About
I run Tech Teiv, an independent technology advisory and research practice based in Chicago with active engagement across Southeast Asia. My work focuses on the questions enterprise technology leaders face when AI moves from experimentation into the production lifecycle: how to embed it usefully without breaking what works, how to modernize legacy systems on a realistic timeline, and how to scale engineering operating models across geographies and regulatory regimes.
Career arc
Until 2026 I was Regional IT Director for a Fortune 100 insurance carrier's Asia-Pacific operations, with engineering and applications oversight across the region. Before that I was CIO for the Asia sub-region, leading a USD 600M+ operation with a USD 24M annual technology budget and engineering teams of approximately 200.
The substantive work over the last several years centered on AI-enabled software development at enterprise scale, legacy modernization in regulated environments, direct-to-customer platform architecture across multiple markets, and M&A integration for commercial lines portfolios. Earlier roles included regional enterprise architecture across the East region (India, Russia, China, Singapore, Hong Kong, Thailand, Vietnam) and software architecture for digital products. The arc moved from hands-on engineering through architecture into regional executive leadership over fifteen years inside the same enterprise.
I moved to independent practice in 2026 to do work that requires senior judgment more than incremental hands — advisory engagements, applied research on AI evaluation methodology, and selective fractional CTO work with technology-forward companies in insurance and adjacent regulated industries.
Education
- MSc, Islamic Finance — INCEIF University, Malaysia (2025)
- MS, Software Engineering — Harvard University (2019)

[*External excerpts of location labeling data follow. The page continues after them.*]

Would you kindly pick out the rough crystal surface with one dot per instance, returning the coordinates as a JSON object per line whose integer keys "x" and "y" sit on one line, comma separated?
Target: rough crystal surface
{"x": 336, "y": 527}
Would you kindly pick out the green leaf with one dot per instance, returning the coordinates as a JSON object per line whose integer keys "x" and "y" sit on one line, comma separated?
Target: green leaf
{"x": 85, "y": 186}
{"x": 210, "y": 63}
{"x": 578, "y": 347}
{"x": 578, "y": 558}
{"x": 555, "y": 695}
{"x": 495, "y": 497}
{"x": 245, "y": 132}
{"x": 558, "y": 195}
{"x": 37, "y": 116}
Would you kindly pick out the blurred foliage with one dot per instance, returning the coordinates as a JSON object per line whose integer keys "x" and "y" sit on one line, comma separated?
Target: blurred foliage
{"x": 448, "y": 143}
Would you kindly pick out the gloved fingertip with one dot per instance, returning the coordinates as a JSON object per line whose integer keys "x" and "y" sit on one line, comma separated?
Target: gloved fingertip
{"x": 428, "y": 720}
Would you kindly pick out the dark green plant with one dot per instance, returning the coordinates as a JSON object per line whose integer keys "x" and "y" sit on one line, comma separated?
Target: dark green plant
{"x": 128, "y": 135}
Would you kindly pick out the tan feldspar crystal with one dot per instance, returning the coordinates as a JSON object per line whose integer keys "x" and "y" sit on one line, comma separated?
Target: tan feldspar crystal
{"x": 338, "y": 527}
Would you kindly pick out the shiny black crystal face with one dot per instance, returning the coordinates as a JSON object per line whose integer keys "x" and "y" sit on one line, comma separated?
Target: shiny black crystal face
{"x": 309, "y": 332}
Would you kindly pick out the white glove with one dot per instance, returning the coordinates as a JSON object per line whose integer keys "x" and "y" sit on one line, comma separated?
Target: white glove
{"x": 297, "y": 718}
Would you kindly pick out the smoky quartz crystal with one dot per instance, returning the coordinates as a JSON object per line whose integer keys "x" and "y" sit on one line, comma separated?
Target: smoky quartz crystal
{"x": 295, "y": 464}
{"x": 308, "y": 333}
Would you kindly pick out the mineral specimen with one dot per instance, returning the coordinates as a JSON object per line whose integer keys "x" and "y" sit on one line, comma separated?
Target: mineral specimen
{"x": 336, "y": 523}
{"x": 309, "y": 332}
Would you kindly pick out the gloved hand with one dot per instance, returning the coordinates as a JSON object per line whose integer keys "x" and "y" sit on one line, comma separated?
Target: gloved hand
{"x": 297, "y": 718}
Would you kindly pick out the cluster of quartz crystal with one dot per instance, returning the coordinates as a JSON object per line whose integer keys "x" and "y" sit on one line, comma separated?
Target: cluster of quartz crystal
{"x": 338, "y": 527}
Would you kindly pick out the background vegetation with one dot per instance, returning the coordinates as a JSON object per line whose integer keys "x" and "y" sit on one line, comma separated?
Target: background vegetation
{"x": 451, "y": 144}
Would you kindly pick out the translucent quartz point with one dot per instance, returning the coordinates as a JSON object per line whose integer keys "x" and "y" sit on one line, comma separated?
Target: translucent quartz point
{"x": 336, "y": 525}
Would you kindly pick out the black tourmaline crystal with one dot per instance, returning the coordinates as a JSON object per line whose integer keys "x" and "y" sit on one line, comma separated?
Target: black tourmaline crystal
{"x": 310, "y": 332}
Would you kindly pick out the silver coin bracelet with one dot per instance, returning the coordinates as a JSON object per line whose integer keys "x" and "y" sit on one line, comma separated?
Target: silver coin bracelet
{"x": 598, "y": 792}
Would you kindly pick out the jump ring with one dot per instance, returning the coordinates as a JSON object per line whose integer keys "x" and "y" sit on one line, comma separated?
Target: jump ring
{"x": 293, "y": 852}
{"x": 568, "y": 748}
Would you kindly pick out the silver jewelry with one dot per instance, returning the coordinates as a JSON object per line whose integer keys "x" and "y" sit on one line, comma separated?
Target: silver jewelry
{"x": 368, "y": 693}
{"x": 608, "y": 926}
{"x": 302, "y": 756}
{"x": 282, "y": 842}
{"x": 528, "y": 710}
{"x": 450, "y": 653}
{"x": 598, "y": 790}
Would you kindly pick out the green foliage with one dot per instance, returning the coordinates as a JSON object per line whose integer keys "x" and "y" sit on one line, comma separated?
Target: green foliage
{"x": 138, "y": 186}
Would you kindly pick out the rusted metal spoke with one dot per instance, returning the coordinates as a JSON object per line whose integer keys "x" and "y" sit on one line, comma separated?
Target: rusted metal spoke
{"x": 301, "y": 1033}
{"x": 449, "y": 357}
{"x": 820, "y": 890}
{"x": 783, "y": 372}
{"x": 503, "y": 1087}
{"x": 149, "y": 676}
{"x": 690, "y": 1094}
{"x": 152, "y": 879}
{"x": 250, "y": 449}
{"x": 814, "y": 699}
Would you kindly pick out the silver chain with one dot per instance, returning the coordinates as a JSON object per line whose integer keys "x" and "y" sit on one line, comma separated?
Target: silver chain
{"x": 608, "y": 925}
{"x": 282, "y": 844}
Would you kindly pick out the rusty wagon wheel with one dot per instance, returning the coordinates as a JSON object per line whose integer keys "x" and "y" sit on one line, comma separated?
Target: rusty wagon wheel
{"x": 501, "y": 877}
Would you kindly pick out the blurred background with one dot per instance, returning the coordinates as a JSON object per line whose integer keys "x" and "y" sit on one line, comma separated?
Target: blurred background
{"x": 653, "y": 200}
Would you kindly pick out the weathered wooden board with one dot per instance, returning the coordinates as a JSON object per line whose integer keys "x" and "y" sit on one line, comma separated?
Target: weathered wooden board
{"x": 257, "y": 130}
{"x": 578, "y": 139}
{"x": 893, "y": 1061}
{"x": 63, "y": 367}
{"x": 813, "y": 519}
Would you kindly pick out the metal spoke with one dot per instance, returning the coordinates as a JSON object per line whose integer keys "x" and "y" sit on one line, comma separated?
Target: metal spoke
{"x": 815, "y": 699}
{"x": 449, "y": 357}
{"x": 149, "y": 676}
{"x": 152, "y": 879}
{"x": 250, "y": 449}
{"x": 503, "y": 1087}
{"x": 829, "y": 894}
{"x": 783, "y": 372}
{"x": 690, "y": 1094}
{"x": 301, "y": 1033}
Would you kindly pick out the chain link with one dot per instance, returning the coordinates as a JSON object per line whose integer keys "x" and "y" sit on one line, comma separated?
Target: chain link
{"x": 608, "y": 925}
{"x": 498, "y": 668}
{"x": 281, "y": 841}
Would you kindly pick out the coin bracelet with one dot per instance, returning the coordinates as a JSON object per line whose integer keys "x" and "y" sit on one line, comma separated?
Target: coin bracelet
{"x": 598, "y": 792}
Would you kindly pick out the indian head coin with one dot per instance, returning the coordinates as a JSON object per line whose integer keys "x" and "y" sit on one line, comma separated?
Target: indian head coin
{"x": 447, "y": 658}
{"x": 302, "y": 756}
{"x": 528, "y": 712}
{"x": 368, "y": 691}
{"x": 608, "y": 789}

- BS, Electrical Engineering — University of Michigan (2010)
How I work
I work best where the technical questions and the business questions are tangled together — modernization decisions that are also organizational decisions, AI adoption choices that are also governance choices, architecture work that has to land inside real political and budget constraints. My background is operator-first: I have run the teams, owned the budgets, and lived inside the trade-offs. I bring methodology and frameworks, but they exist in service of decisions, not in place of them.